The following question is from David Griffiths' Introduction to Quantum Mechanics:
Problem 2.13 A particle in the harmonic oscillator potential starts out in the state
$$\Psi(x,0) = A[3 \psi_0(x) + 4 \psi_1(x)]\,.$$
(a) Find $A$.(b) Construct $\Psi(x,t)$ and $|\Psi(x,t)|^2$.
Part (b) asks to construct the general solution from the instance at time $t = 0$.
The strategy given in the book is to add the time dependence to each stationary state, forming a general solution:
To fit $\Psi(x,0)$ you write down the general linear combination of these solutions:
$$
\Psi(x,0)=\sum_{n=1}^\infty c_n\psi_n(x):\tag{2.16}
$$
the miracle is that you can *always match the specified initial state by appropriate choice of the constants $c_1,c_2,c_3,\ldots$. To construct $\Psi(x,t)$ you simply tack onto each term its characteristic time dependence, $e^{-iE_nt/\hbar}$:
$$
\Psi(x,t)=\sum_{n=1}^\infty c_n\psi_n(x) e^{-iE_nt/\hbar}=\sum_{n=1}^\infty c_n\Psi_n(x,t).\tag{2.17}
$$
I'm not sure, however, about how we can guarantee that two solutions $ {\psi_1}$ and $ {\psi_2}$ to the time-dependent equation don't have $ {\psi_1(x,0)} = {\psi_2(x,0)}$. If we can't guarantee this, then how do we know that the solution found by Griffiths' method is unique?
Best Answer
I interpret that your question basically asks how do we know that the time-dependent Schrödinger equation with an initial condition has a unique solution. To show this, we use a common method for showing the uniqueness of a solution to a linear differential equation: we show that if two answers are the same at one point, then their difference is constant $0$.

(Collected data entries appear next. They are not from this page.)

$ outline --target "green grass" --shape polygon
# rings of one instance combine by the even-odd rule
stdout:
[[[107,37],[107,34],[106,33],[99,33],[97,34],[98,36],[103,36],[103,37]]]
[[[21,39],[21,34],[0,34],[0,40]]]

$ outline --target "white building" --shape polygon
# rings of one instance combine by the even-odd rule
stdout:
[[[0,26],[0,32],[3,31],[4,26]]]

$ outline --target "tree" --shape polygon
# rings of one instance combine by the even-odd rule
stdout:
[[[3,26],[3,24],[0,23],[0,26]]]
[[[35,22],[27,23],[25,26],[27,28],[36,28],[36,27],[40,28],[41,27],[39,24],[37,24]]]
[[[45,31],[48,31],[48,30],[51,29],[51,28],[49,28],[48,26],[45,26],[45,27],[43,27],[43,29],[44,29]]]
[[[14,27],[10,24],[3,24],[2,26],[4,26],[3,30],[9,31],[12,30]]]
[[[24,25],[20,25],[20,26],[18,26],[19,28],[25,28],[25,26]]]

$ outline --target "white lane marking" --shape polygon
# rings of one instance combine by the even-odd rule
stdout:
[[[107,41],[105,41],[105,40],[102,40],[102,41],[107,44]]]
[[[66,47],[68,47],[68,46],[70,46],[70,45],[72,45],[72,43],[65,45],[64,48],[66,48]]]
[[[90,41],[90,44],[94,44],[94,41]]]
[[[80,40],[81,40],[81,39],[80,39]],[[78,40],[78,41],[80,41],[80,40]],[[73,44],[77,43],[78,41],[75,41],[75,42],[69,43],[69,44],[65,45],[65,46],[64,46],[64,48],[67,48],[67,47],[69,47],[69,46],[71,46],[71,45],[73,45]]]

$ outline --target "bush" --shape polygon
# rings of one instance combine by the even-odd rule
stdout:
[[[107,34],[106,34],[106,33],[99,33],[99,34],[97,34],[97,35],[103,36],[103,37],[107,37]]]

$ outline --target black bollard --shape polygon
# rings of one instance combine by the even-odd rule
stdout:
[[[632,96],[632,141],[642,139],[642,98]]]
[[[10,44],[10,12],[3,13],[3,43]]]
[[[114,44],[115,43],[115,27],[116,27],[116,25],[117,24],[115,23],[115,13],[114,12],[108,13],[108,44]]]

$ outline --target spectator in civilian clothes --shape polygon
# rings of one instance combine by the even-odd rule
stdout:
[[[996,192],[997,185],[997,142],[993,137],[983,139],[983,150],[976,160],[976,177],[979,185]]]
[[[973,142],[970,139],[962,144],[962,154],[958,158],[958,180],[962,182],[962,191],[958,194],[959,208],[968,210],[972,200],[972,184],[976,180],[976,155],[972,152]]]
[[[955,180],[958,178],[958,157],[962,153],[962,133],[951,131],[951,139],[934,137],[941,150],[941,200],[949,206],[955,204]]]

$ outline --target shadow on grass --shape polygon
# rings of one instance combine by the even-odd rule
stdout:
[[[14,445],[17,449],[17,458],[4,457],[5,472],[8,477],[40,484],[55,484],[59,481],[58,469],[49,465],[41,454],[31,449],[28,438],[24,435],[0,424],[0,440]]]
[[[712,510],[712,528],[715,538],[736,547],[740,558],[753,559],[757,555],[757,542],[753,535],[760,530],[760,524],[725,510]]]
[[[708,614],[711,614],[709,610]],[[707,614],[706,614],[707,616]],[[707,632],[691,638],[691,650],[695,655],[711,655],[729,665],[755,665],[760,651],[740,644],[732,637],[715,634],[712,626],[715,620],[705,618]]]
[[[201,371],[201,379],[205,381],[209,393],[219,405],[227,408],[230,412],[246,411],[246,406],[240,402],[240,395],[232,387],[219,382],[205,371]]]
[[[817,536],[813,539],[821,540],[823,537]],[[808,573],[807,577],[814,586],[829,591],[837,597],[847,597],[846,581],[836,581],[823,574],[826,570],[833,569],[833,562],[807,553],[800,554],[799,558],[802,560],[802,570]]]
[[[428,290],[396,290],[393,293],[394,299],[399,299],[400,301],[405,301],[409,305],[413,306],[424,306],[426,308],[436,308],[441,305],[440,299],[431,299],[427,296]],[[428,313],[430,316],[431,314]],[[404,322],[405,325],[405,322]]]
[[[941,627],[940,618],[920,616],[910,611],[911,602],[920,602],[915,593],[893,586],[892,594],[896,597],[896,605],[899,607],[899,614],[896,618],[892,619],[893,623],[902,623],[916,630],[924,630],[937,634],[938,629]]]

The time-dependent Schrödinger equation is linear; that means that if $\Psi_1$ and $\Psi_2$ are solutions to the time-dependent Schrödinger equation, then so is $\alpha_1 \Psi_1 + \alpha_2 \Psi_2$ for any $\alpha_1, \alpha_2$. In particular, $\Psi=\Psi_1-\Psi_2$ is a solution. So we have $$ -i\hbar \partial_t \Psi = \hat{H} \Psi,\quad\Psi(0)=0 $$ Now we get $$ \begin{align*} \partial_t \langle\Psi, \Psi\rangle &= \langle\partial_t \Psi, \Psi\rangle + \langle\Psi, \partial_t \Psi\rangle \\ &= \langle \frac{i}{\hbar} \hat{H} \Psi, \Psi \rangle + \langle \Psi, \frac{i}{\hbar} \hat{H} \Psi\rangle \\ = & -\frac{i}{\hbar}\langle\hat{H}\Psi,\Psi\rangle + \frac{i}{\hbar} \langle \Psi, \hat{H} \Psi\rangle \\ &= -\frac{i}{\hbar}\langle\Psi,\hat{H}\Psi\rangle + \frac{i}{\hbar} \langle \Psi, \hat{H} \Psi\rangle \\ &= 0, \end{align*} $$ where the next-to-last equation is due to the fact that the Hamiltonian is Hermitian. So now we have a differential equation for the real function $f$ defined by $f(t) \equiv \langle\Psi(t),\Psi(t)\rangle$, $$ \partial_t f = 0 \, . $$ Zero derivative means that $f(t)$ is a constant. Therefore, $$f(t)=f(0)=\left<\Psi(0),\Psi(0)\right>=0 \, .$$ Therefore, $\Psi=0$, so $\Psi_1=\Psi_2$.